14. Wide shot, Security Council
STORYLINE
International Criminal Court (ICC) Chief Prosecutor Fatou Bensouda reminded “each and every combatant engaged in fighting in Libya” that her Office remains seized of the situation in country, adding that, if their actions amount to war crimes or crimes against humanity, “they can be prosecuted.”

Addressing the Security Council today (08 Nov), Bensouda recalled reports which have emerged that 36 male corpses were found in the town of al-Abyar, 50 kilometers east of Benghazi. The bodies were reportedly handcuffed, showed signs of torture, and displayed bullet wounds to the head. She said if serious crimes under the Rome Statute continue to be committed in Libya, she “will not hesitate to bring new applications for warrants of arrest.” She stressed that these crimes “must stop.”

The Prosecutor said the security situation in Libya remains unstable with violent clashes occurring between various factions and reports of widespread human rights violations being perpetrated by different parties to the conflict. She also noted reports of “unlawful killings, including the execution of detained persons; kidnappings and forced disappearances; torture; prolonged detentions without trial or other legal process; and arbitrary detention, torture, rape, and other ill-treatment of migrants in official and unofficial detention centres.” Bensouda said she has instructed her Office to continue its inquiries into the alleged crimes against migrants transiting through Libya, adding that these crimes may fall with the ICC’s jurisdiction.

Bensouda told the Council that the ICC had issued an arrest warrant for Major Mahmoud Al-Werfalli in August. Al-Werfalli is the commander of the Al-Saiqa Brigade of the Libyan National Army (LNA) and is accused of war crimes in relation to six unlawful executions that allegedly took place in Benghazi between March and July this year. He is alleged to have ordered or personally committed the executions that resulted in the murder of 33 people. Bensouda emphasized that “irrespective of any reported domestic investigation” by the LNA into Al-Werfalli’s actions, Libya has a legal obligation to arrest and surrender him to the ICC to stand trial.

The ICC Prosecutor said, “Ensuring justice for victims of serious crimes perpetrated in Libya, and bringing to account those who have committed or ordered atrocities, remain critical factors for sustainable peace in a country that has been plagued by conflict for so long.”

Libyan ambassador Elmahdi Elmajerbi said his Government knows that it bears the primary responsibility to fight impunity and achieve justice and views the ICC as an important partner.
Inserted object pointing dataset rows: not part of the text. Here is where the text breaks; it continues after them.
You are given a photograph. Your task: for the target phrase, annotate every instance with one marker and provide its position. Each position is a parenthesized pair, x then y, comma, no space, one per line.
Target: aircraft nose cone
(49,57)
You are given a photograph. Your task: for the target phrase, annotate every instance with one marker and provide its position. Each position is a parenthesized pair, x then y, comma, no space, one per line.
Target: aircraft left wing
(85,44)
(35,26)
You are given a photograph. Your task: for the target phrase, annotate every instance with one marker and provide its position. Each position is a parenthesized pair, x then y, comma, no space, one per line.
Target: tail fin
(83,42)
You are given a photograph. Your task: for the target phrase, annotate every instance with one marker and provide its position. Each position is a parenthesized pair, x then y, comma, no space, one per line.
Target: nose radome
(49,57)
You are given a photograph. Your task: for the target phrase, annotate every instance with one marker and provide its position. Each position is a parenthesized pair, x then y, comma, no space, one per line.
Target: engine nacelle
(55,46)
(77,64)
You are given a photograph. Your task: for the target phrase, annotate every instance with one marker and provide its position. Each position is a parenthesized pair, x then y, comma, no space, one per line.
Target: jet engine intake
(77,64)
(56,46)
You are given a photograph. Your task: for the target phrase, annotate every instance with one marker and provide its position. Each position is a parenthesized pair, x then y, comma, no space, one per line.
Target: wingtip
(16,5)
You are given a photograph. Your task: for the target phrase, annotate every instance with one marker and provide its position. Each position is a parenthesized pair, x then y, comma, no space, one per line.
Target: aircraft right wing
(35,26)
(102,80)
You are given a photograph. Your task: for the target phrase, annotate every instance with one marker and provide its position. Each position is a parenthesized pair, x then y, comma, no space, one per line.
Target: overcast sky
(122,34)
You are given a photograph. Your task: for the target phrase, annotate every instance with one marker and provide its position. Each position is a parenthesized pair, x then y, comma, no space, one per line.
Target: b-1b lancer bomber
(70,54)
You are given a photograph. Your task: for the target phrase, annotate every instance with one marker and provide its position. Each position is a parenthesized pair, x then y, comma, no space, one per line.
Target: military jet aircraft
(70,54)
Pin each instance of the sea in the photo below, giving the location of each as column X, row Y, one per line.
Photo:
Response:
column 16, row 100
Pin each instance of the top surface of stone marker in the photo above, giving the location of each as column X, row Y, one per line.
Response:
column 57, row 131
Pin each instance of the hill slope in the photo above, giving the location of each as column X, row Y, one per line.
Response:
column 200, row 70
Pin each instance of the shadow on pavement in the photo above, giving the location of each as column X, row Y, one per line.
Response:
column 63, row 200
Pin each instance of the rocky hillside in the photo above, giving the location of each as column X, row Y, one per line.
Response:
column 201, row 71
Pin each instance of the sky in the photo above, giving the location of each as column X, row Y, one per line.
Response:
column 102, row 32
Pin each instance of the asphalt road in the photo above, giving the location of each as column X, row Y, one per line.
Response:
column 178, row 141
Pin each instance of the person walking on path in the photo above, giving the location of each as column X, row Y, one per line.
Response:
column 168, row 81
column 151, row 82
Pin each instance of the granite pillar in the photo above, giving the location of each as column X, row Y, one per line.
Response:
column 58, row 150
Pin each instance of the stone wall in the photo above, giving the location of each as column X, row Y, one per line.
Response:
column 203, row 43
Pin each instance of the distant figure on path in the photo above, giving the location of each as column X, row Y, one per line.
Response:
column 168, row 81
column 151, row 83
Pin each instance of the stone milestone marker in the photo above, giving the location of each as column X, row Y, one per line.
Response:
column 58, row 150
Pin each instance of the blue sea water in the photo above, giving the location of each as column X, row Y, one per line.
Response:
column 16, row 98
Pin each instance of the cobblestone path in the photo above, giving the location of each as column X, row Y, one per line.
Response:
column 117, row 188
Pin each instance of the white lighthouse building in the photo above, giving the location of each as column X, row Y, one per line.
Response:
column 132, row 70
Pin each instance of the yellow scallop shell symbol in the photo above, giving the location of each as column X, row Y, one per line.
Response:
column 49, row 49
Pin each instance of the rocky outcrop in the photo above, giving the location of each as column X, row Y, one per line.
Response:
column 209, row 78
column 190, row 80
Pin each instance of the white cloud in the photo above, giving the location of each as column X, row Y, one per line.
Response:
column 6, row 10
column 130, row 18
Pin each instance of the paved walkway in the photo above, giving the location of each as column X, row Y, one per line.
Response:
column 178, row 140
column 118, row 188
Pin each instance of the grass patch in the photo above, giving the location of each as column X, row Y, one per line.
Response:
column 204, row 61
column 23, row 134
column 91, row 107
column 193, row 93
He said Libya recognizes the delay in prosecuting and arresting suspects, however “this delay does not mean that the national judiciary is unwilling to prosecute and punish those who have committed crimes, rather it was imposed by the security situation witnessed by Libya; the same situation that has prevented the office of the ICC prosecutor to undertake its investigations within the Libyan territory.”

Elmajerbi called on the international community to help Libyn overcome its security situation through supporting efforts to unify its security institutions and build government institutions which can reinforce security and stability in the country.

The Libyan ambassador said his Government understands the Prosecutor’s concern over alleged crimes committed against migrants, however he called on the prosecutor to focus on the organized criminal groups in the countries of origin and destination who are trafficking these migrants. He said it is well know that Libya is witnessing an unstable security situation, adding that if these transnational criminal groups were stopped, the crimes and violations migrants face in transit countries like Libya would not happen.